Tuesday, August 11, 2009

Dictator Kitsch

When former President Bill Clinton was in North Korea to rescue former Vice President Al Gore's wayward reporters, he was photographed with North Korean dictator Kim Jong Il in front of a huge and garish mural.

It's dictator kitsch, writes, Eric Gibson in the Wall Street Journal this week:
"'Kitsch' has become a byword in the culture for anything over-the-top or tacky. In art, it’s meaning is more specific. It refers to works trafficking in facile, base or false emotions—most often sentimentality—and whose imagery is off-the-shelf and formulaic, a debased version of a once-original aesthetic idea. Need to conjure that warm-and-fuzzy feeling? Cue the fiery sunset. Looking to express fragile innocence? Bring on the shoeless urchin carrying the bird with the broken wing."
Later in the article there's a great anecdote about a Russian artist who was employed by the Soviet Union as a creator of Socialist Realist art. After the fall of the Soviet Union, his transition was clumsy: "so ingrained were his earlier habits that every time he painted the face of Jesus, he wound up with a likeness of Lenin."

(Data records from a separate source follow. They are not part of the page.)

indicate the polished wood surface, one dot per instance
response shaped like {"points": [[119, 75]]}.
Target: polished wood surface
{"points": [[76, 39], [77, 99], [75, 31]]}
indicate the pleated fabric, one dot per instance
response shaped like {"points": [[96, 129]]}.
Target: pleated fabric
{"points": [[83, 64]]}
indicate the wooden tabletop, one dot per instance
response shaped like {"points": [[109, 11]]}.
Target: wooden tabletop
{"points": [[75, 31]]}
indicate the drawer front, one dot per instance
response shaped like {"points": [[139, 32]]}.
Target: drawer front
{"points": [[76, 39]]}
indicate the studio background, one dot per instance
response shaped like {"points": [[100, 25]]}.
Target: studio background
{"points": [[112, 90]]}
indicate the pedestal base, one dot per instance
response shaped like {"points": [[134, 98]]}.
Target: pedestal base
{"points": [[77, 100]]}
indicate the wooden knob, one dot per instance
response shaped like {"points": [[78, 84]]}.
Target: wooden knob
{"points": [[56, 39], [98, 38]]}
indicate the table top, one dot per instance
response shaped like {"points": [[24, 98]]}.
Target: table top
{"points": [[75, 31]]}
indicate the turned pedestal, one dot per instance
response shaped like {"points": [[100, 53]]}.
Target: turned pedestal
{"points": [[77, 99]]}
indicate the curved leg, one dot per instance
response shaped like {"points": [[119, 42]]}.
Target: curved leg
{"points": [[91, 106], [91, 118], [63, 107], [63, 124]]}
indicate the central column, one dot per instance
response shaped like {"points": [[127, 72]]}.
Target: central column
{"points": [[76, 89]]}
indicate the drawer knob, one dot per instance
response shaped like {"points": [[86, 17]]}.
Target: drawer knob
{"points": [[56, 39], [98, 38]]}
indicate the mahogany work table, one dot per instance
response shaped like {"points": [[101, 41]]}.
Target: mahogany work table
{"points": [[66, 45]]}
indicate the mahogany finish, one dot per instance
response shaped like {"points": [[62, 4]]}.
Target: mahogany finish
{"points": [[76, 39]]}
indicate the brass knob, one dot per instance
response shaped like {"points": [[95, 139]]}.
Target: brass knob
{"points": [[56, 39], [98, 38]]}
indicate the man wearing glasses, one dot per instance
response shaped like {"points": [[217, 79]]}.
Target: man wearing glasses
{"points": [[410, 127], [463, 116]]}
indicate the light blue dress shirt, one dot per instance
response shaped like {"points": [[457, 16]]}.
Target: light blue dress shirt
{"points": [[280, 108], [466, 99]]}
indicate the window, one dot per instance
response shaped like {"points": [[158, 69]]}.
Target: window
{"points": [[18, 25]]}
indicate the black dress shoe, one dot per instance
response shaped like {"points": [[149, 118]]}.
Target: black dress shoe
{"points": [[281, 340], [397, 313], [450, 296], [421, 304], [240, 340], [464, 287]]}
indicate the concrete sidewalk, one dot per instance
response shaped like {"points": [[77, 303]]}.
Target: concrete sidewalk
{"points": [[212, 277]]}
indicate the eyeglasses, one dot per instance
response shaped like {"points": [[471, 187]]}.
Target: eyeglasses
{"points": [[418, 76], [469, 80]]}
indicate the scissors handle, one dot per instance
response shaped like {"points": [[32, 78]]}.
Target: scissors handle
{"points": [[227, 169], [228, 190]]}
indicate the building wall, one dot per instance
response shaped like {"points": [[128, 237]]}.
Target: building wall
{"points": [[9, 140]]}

In fact, there isn't so much difference between religious kitsch and kitsch employed in the service of totalitarian regimes. Take this poster of Moroni, a character from the Book of Mormon. Aside from the fact that it looks computer-generated, like something out of a late-90s era video game, the rays of sun could just as easily indicate religious themes as socialist ones.

Perhaps a better example, one from the same company Real Hero Posters, is this one of the Bible character Ruth. Here, we see a proud agricultural scene, complete with dramatic sunlight, sheaf of wheat, and a low perspective that makes the figure look large and heroic. This looks positively Soviet, yet it's quite the opposite.